In this short excerpt from his work On the Incarnation of the Word, Athanasius tackled the objection that Jesus’ death was humiliating and unfitting for the Son of God. Read what he has to say, and think about it:

For perhaps a man might say even as follows: If it was necessary for His death to take place before all, and with witnesses, that the story of His Resurrection also might be believed, it would have been better at any rate for Him to have devised for Himself a glorious death, if only to escape the ignominy of the Cross.

But had He done even this, He would give ground for suspicion against Himself, that He was not powerful against every death, but only against the death devised for Him; and so again there would have been a pretext for disbelief about the Resurrection all the same. So death came to His body, not from Himself, but from hostile counsels, in order that whatever death they offered to the Saviour, this He might utterly do away.
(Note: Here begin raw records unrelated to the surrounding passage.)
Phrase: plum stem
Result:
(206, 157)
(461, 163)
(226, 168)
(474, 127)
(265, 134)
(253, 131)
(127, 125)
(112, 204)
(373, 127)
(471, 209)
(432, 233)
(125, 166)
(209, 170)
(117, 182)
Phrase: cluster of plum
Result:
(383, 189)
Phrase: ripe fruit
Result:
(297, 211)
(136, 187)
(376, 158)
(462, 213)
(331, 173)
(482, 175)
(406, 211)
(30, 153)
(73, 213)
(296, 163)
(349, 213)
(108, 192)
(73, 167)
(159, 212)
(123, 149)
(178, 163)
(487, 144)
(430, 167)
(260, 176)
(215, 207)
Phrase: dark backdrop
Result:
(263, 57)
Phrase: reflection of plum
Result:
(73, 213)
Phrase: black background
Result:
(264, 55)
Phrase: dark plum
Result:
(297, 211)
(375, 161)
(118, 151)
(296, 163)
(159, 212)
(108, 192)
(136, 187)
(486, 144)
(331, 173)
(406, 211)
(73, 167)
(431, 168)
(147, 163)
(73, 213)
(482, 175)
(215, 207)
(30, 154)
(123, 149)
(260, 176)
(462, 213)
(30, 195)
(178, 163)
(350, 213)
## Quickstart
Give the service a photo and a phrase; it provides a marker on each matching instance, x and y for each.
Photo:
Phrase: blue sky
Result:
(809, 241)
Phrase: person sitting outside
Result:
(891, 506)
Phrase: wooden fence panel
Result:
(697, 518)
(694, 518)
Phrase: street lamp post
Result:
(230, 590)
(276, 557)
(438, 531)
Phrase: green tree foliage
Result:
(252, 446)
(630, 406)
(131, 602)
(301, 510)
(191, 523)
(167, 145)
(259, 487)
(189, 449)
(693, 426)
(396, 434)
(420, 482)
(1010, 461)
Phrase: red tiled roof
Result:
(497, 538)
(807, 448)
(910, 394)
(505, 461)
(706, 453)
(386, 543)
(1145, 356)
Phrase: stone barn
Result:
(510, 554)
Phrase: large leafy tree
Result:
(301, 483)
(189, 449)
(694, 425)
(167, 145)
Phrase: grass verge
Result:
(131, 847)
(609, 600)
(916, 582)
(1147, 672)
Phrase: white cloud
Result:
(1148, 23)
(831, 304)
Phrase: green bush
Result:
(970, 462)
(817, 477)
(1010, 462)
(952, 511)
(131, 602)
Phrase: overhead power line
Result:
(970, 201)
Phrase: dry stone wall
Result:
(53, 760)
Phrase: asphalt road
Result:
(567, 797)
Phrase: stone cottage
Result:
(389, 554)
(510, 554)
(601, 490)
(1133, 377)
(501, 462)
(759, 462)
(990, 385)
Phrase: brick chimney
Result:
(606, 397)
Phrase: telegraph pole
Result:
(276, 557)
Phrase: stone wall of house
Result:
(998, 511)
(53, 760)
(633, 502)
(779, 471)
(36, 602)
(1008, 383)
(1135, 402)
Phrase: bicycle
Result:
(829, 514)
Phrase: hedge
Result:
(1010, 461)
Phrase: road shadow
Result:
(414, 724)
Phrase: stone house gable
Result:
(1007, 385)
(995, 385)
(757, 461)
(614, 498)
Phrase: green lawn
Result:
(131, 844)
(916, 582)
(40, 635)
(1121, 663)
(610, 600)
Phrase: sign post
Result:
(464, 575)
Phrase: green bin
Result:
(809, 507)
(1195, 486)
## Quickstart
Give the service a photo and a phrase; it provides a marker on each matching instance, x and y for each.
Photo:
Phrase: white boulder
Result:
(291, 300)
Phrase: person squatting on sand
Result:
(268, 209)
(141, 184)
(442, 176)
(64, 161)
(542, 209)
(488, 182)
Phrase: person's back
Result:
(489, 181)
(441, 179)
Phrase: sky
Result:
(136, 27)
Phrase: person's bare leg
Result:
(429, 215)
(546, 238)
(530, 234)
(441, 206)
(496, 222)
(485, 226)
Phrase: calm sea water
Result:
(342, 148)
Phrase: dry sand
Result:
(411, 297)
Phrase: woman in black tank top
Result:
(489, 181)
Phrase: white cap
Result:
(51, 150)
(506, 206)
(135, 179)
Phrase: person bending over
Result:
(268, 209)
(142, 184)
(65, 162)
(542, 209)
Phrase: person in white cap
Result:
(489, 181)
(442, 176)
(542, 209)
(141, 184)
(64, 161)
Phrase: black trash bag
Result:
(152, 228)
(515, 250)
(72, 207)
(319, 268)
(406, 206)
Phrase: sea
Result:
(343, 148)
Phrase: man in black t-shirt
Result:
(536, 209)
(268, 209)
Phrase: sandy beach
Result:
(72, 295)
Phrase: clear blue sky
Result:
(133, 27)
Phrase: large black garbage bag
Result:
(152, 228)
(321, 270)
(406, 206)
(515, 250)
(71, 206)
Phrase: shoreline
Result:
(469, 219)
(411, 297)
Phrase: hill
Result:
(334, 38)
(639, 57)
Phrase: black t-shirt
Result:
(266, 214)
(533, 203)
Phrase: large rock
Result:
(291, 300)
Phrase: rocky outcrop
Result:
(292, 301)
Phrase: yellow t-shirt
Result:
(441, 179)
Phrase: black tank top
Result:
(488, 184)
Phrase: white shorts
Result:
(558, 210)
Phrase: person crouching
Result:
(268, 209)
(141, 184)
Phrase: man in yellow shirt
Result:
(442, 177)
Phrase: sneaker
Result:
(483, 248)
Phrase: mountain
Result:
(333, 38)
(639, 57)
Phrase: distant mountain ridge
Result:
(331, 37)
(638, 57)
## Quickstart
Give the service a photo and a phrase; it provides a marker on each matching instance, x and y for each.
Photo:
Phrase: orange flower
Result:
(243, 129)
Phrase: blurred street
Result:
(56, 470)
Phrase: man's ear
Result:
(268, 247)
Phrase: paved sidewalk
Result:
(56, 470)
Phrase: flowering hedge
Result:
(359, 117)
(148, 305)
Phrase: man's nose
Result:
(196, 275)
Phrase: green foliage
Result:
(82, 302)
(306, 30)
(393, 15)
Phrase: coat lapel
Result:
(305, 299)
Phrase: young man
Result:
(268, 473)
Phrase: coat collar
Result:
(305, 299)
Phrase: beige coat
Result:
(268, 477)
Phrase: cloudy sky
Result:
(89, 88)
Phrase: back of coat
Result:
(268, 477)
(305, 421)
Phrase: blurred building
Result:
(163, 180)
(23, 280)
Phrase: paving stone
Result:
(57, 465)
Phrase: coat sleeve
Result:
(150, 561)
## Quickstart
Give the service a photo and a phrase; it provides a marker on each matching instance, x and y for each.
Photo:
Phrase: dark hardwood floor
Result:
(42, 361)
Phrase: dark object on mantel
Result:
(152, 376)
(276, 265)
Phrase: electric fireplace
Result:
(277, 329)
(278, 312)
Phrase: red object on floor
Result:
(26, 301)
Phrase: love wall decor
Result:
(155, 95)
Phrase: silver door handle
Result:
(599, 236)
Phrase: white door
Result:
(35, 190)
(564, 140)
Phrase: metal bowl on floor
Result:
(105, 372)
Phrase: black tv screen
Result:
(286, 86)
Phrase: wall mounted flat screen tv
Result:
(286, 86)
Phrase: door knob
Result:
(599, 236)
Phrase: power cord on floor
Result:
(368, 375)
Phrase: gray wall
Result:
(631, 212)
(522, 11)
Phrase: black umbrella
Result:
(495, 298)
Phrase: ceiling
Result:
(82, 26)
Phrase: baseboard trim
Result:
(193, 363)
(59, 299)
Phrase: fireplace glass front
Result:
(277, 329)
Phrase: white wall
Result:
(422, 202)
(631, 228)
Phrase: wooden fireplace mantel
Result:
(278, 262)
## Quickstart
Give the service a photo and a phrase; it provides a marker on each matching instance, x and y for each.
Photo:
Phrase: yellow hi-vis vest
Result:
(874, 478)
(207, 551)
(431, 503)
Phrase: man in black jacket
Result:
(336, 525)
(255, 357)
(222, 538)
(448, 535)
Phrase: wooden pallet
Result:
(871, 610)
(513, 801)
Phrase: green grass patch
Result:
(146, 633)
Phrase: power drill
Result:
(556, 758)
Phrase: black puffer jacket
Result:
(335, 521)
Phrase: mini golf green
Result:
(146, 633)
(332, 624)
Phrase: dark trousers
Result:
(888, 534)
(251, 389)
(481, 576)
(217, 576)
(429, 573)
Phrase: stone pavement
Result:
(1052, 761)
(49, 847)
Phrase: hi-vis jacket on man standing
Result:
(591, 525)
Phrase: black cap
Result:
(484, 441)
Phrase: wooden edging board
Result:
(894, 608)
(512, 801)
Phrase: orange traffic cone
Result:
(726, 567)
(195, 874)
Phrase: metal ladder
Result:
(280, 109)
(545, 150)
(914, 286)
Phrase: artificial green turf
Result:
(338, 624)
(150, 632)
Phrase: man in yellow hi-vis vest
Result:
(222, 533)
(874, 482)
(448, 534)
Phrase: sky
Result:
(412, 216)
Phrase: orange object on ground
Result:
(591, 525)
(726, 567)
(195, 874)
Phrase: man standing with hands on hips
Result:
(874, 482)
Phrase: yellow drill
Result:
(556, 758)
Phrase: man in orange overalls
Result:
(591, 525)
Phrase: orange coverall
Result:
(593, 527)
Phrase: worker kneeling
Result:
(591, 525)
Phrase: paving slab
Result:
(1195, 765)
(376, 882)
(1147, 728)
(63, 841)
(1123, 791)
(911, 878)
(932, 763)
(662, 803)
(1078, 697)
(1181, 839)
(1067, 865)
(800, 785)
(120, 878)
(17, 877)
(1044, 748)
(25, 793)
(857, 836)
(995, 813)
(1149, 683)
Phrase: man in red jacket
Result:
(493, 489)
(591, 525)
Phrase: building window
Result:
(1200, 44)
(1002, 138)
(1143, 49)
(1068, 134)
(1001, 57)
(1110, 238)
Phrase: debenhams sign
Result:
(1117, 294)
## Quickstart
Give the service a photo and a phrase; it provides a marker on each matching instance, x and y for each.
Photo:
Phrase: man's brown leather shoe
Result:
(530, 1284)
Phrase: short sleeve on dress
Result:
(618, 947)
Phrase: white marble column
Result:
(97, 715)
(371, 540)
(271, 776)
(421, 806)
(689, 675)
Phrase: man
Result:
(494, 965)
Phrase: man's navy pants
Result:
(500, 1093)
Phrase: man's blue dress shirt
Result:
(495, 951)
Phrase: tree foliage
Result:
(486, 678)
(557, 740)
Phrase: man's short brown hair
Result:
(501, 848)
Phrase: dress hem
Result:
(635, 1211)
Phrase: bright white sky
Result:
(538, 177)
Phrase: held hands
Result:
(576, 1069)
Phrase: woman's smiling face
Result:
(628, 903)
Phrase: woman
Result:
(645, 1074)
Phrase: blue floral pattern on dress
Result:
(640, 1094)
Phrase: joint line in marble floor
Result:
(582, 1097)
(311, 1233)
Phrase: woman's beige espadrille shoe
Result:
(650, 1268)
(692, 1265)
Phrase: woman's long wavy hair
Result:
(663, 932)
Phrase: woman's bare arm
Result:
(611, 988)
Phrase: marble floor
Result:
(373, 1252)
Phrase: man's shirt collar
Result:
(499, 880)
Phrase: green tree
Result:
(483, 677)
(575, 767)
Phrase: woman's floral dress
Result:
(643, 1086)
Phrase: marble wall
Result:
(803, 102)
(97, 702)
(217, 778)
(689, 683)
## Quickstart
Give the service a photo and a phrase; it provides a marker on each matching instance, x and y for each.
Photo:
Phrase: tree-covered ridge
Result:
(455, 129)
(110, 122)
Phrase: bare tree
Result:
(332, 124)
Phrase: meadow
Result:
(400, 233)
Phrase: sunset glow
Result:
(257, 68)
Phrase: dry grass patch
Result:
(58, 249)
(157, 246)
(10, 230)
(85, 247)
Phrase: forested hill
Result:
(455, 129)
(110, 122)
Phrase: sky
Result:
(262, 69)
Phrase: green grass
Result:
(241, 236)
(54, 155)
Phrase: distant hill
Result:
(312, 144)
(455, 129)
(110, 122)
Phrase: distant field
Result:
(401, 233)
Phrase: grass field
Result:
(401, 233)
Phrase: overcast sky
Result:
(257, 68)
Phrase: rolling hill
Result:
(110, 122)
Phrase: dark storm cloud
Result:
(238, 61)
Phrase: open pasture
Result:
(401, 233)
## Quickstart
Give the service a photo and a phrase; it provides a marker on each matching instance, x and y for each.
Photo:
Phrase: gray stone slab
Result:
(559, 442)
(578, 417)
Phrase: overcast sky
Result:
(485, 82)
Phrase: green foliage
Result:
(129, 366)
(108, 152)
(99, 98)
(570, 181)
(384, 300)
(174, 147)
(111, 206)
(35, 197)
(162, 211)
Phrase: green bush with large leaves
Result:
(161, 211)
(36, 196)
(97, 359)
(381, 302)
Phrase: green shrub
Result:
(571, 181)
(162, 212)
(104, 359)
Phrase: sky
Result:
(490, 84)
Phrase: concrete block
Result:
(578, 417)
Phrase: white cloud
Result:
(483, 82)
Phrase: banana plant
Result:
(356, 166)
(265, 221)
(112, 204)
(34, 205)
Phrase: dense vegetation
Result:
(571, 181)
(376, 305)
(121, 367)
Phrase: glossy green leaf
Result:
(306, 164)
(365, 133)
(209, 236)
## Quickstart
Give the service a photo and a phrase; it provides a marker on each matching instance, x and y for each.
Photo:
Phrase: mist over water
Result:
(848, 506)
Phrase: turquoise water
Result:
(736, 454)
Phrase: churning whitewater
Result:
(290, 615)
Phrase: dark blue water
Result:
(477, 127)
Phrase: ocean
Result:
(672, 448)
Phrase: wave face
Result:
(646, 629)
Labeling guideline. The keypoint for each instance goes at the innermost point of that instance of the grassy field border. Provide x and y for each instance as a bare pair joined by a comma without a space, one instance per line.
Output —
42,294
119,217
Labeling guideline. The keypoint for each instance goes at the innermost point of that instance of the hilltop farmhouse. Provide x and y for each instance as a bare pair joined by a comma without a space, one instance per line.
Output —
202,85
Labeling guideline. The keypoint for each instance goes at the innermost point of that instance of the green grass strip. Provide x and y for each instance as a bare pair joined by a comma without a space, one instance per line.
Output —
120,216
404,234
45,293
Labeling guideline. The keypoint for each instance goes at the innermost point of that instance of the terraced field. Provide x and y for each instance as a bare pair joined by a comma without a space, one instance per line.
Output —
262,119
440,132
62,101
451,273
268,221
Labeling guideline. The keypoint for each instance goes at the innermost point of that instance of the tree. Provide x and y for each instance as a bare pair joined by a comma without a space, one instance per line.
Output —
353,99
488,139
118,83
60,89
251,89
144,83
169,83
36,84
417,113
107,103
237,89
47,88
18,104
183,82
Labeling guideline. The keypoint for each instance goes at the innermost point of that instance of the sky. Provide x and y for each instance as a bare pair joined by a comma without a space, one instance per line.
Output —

And just as a noble wrestler, great in skill and courage, does not pick out his antagonists for himself, lest he should raise a suspicion of his being afraid of some of them, but puts it in the choice of the onlookers, and especially so if they happen to be his enemies, so that against whomsoever they match him, him he may throw, and be believed superior to them all; so also the Life of all, our Lord and Saviour, even Christ, did not devise a death for His own body, so as not to appear to be fearing some other death; but He accepted on the Cross, and endured, a death inflicted by others, and above all by His enemies, which they thought dreadful and ignominious and not to be faced; so that this also being destroyed, both He Himself might be believed to be the Life, and the power of death be brought utterly to nought.

So something surprising and startling has happened; for the death, which they thought to inflict as a disgrace, was actually a monument of victory against death itself. Whence neither did He suffer the death of John, his head being severed, nor, as Esaias, was He sawn in sunder; in order that even in death He might still keep His body undivided and in perfect soundness, and no pretext be afforded to those that would divide the Church.[1]

You’d be surprised how much you read in Christian books is really just a regurgitation of stuff somebody else said a long time ago. I’m learning a lot from Athanasius. I can also see where our understanding of theology has, in some instances, advanced beyond him – particularly in the 5th century, leading up to the Chalcedonian Creed. But, what an explanation he provided here!

You can learn a lot from smart, dead guys . . .

Notes:

[1] Athanasius of Alexandria, “On the Incarnation of the Word,” in NPNF2, ed. Philip Schaff and Henry Wace, trans. Archibald T. Robertson (New York, NY: Christian Literature Company, 1892), 4:49.